Benefits of Waiting

By Dr. David Biberstein g66 Published: May 24, 2020

Benefits of Waiting

Isaiah 40:31

“but those who hope in the LORD will renew their strength. They will soar on wings like eagles; they will run and not grow weary, they will walk and not be faint.”

As an advisor to many college students during my thirty years of teaching, I discovered that one of the most difficult lessons for Christians to learn was that of waiting. Our impatience surfaces very quickly and we want to see immediate results, so frustrations increase when God refuses to conform to our human timetable. However, the wisdom of Vance Havner is very pertinent when he spoke:

“All that matters is to say tuned to the Divine will, for it takes time to tune the instrument, so he who waits on God loses no time.”

This is what the prophet Isaiah emphasized hundreds of years ago in a beautiful verse in Isaiah 40:28-31:

“Do you not know? Have you not heard? The LORD is the everlasting God, the Creator of the ends of the earth. He will not grow tired or weary, and his understanding no one can fathom. He gives strength to the weary and increases the power of the weak. Even youths grow tired and warty, and young men stumble and fall; but those who hope in the LORD will renew their strength. They will soar on wings like eagles; they will run and not grow weary, they will walk and not be faint.”

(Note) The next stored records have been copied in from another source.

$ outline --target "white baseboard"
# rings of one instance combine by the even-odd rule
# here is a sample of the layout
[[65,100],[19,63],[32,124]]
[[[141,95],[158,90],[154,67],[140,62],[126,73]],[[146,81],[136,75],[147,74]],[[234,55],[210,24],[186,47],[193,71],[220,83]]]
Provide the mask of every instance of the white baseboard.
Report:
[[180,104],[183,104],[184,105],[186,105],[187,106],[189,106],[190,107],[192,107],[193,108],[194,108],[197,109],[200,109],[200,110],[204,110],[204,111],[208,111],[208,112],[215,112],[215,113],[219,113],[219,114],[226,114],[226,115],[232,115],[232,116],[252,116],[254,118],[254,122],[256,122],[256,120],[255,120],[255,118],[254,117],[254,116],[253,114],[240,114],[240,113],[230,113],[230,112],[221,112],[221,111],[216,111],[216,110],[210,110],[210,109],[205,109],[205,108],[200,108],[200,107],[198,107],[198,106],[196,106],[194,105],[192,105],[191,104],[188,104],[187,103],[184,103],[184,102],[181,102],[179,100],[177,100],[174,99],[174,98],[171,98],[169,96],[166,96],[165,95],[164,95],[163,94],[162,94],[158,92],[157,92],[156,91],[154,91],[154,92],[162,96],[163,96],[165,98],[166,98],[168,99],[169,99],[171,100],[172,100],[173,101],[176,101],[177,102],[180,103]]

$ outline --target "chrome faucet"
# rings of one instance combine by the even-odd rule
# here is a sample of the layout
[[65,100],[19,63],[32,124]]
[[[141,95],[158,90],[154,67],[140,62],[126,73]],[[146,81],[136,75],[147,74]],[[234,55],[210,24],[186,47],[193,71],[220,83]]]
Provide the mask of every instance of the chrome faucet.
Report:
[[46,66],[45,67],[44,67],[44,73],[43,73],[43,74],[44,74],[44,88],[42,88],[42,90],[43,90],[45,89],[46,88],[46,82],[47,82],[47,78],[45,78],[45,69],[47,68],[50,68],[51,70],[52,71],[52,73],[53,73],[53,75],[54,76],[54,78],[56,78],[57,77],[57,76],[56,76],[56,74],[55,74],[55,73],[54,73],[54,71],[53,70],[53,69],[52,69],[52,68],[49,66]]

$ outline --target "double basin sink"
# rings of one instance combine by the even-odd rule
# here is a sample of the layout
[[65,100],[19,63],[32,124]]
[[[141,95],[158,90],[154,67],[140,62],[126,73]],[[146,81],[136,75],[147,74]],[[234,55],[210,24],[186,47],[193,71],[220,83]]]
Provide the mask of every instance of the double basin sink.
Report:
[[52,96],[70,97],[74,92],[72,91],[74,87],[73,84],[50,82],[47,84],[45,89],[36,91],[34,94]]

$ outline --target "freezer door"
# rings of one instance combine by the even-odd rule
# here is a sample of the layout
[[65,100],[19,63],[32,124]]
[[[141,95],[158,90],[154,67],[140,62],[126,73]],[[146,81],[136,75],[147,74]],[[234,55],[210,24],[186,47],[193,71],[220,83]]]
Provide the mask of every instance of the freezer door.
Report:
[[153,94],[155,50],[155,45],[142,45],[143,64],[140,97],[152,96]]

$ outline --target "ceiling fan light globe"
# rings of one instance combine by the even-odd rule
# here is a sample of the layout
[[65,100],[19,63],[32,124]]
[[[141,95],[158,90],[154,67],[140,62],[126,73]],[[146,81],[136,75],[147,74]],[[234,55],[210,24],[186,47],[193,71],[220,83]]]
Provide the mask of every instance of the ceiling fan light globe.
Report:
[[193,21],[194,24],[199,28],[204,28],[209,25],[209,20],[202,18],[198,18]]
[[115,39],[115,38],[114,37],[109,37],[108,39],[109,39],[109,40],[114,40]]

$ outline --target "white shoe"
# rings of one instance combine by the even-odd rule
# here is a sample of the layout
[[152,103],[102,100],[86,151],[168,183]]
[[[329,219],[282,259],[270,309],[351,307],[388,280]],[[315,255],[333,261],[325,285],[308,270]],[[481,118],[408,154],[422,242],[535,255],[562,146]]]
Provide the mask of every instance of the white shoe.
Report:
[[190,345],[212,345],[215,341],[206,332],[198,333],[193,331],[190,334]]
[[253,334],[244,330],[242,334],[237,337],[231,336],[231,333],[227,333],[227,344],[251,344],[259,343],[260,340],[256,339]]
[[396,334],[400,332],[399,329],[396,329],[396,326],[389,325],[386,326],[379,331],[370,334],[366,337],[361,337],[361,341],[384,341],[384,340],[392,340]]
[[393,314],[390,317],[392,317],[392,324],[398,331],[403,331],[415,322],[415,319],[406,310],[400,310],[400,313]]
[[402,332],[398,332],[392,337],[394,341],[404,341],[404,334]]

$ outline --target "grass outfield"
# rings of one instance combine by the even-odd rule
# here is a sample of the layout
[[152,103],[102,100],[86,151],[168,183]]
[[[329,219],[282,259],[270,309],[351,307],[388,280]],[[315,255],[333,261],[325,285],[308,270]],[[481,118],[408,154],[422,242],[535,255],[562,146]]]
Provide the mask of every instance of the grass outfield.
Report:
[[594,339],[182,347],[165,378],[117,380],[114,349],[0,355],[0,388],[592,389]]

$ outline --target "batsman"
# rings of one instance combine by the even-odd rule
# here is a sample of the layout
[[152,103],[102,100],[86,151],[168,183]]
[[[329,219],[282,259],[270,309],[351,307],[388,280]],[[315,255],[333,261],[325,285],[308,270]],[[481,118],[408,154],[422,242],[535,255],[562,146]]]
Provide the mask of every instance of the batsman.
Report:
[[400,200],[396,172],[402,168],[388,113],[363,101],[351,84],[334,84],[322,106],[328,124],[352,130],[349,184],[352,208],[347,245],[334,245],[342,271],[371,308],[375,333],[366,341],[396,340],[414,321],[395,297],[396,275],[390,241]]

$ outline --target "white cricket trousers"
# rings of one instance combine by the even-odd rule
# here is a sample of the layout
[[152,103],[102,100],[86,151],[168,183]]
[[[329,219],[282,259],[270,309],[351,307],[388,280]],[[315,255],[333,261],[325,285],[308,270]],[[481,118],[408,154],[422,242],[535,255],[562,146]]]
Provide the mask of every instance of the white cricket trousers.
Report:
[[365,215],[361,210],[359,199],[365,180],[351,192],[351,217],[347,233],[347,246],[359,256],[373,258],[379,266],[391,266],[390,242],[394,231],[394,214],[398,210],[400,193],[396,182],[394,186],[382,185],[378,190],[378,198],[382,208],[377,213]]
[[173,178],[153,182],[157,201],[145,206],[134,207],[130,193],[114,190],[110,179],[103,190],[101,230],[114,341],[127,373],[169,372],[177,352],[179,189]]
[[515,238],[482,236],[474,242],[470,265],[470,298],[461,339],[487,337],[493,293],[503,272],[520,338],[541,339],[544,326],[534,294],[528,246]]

Today, why not save yourself some worry, some fretting, and some stewing? Just wait on the Lord and you will definitely not lose time, but you will gain the divine perspective. They who wait on the LORD are those who trust in the LORD and who have an eternal hope. Fyodor Dostoyevsky views the subject from a negative perspective.

“To live without hope is to cease to live. Hell is hopelessness. It is no accident that above the entrance to Dante’s hell is the inscription: ‘Leave behind all hope, you who enter here.’”

Song:

They that wait upon the Lord shall renew their strength;
They shall mount up with wings like eagles;
They shall run and not be weary;
They shall walk and not faint.
Teach me, Lord, teach me, Lord to wait.